# Medical Necessity for billing 62311 and 64483??



## carrollalicia1 (May 9, 2013)

Hi,

I know that per CCI edits that these codes can be unbundled with a modifier, however my question is, Is it really medical necessary to do these both at the same time in the same location. I have attached an op note from my provider. Please assist. I have been seeing this a lot lately  at my practice and want to know if it's appropriate to bill.
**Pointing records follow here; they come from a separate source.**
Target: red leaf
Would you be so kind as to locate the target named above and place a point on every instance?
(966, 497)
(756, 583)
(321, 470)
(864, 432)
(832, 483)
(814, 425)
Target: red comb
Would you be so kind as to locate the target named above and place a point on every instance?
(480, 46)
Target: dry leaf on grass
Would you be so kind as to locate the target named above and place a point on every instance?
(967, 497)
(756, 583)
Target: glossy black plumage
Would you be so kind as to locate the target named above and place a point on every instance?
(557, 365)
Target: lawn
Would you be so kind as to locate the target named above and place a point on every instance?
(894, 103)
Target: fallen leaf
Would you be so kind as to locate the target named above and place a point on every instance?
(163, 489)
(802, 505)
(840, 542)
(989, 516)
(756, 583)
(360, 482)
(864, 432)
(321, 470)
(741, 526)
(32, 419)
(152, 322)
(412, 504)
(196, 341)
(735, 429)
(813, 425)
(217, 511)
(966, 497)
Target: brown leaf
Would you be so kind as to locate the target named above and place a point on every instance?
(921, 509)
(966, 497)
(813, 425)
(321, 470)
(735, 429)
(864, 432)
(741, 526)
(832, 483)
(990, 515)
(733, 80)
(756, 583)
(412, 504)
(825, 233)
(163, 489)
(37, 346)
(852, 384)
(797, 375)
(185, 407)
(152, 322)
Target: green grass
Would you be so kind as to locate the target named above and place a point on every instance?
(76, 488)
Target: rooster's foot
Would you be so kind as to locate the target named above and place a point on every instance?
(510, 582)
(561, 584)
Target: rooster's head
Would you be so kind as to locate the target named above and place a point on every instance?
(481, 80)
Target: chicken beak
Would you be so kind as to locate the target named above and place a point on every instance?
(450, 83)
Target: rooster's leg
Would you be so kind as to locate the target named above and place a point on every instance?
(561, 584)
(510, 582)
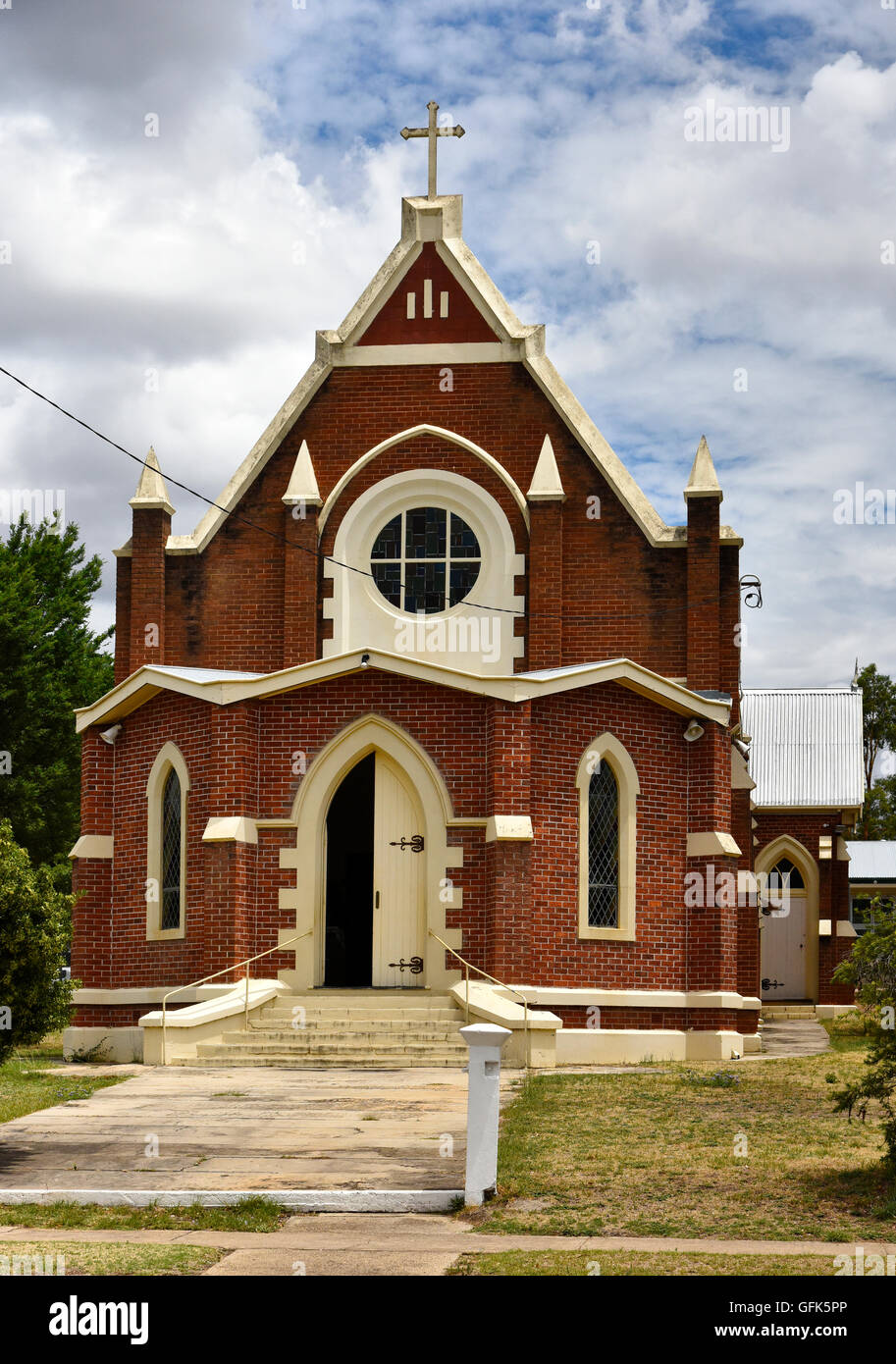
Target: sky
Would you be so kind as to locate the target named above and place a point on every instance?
(167, 287)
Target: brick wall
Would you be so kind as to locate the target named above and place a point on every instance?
(616, 595)
(833, 885)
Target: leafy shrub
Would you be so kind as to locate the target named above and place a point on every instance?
(34, 929)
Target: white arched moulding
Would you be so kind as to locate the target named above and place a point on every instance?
(607, 749)
(471, 639)
(802, 859)
(167, 760)
(370, 734)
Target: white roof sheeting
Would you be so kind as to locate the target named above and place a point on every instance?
(871, 860)
(806, 747)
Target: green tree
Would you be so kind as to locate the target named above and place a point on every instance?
(878, 734)
(51, 661)
(871, 969)
(34, 930)
(878, 813)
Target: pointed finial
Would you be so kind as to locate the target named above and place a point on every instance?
(703, 482)
(150, 489)
(546, 482)
(303, 483)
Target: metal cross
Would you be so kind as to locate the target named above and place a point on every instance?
(433, 131)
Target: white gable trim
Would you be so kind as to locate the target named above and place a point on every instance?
(522, 686)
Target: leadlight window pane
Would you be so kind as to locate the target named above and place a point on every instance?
(462, 581)
(172, 833)
(426, 534)
(424, 587)
(426, 559)
(786, 874)
(388, 543)
(603, 850)
(464, 543)
(388, 579)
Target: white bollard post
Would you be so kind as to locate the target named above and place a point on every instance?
(483, 1106)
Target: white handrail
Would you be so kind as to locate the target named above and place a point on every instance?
(496, 981)
(227, 969)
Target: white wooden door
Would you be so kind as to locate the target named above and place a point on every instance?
(784, 952)
(398, 880)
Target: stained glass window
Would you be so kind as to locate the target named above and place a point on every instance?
(426, 559)
(172, 835)
(603, 850)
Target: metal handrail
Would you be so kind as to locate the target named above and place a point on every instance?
(227, 969)
(496, 981)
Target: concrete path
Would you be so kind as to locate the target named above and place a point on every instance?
(248, 1128)
(794, 1037)
(409, 1244)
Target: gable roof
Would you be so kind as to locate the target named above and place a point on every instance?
(223, 688)
(806, 748)
(434, 227)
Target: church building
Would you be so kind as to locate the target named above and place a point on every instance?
(431, 695)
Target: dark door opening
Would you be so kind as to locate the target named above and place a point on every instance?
(349, 885)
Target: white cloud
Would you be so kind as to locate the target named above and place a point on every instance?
(279, 126)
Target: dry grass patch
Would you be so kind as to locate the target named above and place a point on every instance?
(111, 1258)
(636, 1263)
(657, 1154)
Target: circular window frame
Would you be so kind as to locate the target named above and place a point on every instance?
(437, 504)
(363, 618)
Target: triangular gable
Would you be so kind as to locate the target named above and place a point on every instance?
(437, 224)
(427, 307)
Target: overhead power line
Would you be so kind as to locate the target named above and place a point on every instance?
(328, 558)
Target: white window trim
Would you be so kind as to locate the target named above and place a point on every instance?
(167, 760)
(607, 748)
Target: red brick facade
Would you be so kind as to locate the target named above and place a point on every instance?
(595, 588)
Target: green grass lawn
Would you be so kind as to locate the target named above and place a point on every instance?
(250, 1214)
(657, 1154)
(25, 1083)
(639, 1263)
(112, 1258)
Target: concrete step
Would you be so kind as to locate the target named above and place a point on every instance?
(311, 1062)
(386, 1027)
(304, 1046)
(368, 1000)
(276, 1011)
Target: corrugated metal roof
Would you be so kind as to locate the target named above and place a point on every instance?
(806, 747)
(871, 860)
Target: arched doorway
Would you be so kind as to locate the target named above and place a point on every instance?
(788, 944)
(374, 878)
(412, 794)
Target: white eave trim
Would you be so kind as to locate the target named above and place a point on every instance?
(149, 681)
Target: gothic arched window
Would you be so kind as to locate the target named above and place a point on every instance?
(172, 854)
(608, 787)
(603, 850)
(167, 793)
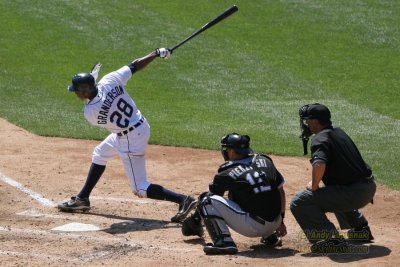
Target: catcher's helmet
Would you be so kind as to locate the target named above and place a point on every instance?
(315, 111)
(82, 82)
(239, 143)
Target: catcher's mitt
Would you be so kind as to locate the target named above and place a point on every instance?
(192, 226)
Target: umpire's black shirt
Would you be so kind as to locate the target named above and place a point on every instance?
(344, 163)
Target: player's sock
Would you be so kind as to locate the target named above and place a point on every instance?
(156, 191)
(93, 177)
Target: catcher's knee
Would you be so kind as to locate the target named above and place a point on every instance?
(141, 193)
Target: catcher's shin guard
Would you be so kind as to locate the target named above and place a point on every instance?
(192, 225)
(215, 225)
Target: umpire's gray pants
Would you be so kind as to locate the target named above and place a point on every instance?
(238, 219)
(309, 207)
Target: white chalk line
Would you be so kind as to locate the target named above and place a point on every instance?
(36, 196)
(76, 216)
(122, 241)
(138, 201)
(48, 203)
(87, 257)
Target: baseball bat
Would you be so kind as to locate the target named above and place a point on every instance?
(209, 24)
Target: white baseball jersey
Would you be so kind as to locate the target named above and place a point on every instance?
(113, 108)
(116, 111)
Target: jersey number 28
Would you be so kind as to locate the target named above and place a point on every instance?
(118, 116)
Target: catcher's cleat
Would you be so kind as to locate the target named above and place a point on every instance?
(330, 246)
(184, 208)
(75, 204)
(272, 241)
(191, 226)
(220, 248)
(360, 234)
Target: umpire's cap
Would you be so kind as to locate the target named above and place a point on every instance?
(315, 111)
(239, 143)
(82, 82)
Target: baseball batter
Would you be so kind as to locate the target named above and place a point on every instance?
(109, 105)
(256, 200)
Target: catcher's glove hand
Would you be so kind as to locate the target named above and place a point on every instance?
(192, 226)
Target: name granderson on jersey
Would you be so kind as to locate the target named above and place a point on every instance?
(105, 108)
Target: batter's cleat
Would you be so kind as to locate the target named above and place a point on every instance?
(184, 208)
(272, 241)
(75, 204)
(220, 248)
(361, 234)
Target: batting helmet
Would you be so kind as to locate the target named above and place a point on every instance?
(239, 143)
(82, 82)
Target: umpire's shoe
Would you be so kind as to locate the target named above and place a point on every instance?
(75, 204)
(330, 246)
(220, 247)
(272, 241)
(360, 234)
(184, 208)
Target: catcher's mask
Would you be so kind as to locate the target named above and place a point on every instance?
(312, 111)
(239, 143)
(82, 82)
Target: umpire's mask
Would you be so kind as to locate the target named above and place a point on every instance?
(312, 111)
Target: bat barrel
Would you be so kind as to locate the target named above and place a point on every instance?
(209, 24)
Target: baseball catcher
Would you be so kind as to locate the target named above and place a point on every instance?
(109, 105)
(255, 206)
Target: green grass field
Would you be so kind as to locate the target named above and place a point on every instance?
(248, 74)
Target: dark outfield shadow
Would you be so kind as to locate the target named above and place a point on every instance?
(130, 224)
(360, 252)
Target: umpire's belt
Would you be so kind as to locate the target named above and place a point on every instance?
(130, 129)
(257, 219)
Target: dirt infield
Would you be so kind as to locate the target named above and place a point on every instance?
(38, 172)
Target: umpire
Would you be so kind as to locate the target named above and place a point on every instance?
(255, 205)
(348, 182)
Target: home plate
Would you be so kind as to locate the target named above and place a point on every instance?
(76, 227)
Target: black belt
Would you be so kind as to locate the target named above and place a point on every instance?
(257, 219)
(130, 129)
(367, 179)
Thanks in advance for your assistance. 

Procedure: Lumbar Epidural Steroid Injection 
After a discussion of the risks and benefits, the patient consented to the procedure. The patient was taken to the procedure room and placed in the prone position. The back was prepped with betadine and draped in sterile fashion. A local anesthetic skin wheal was raised with 2cc 1% PF Lidocaine. A Tuohy needle was advanced under fluoroscopic vision and control.  Using a loss of resistance to air technique, the epidural space was accessed at L5/S1, midline. No contrast was administered. Contrast was not administered. Gentle aspiration was negative for blood or cerebrospinal fluid. There was no evidence of nerve root irritation. Following this, I  administered 5cc 1% PF Lidocaine with 80mg DepoMedrol.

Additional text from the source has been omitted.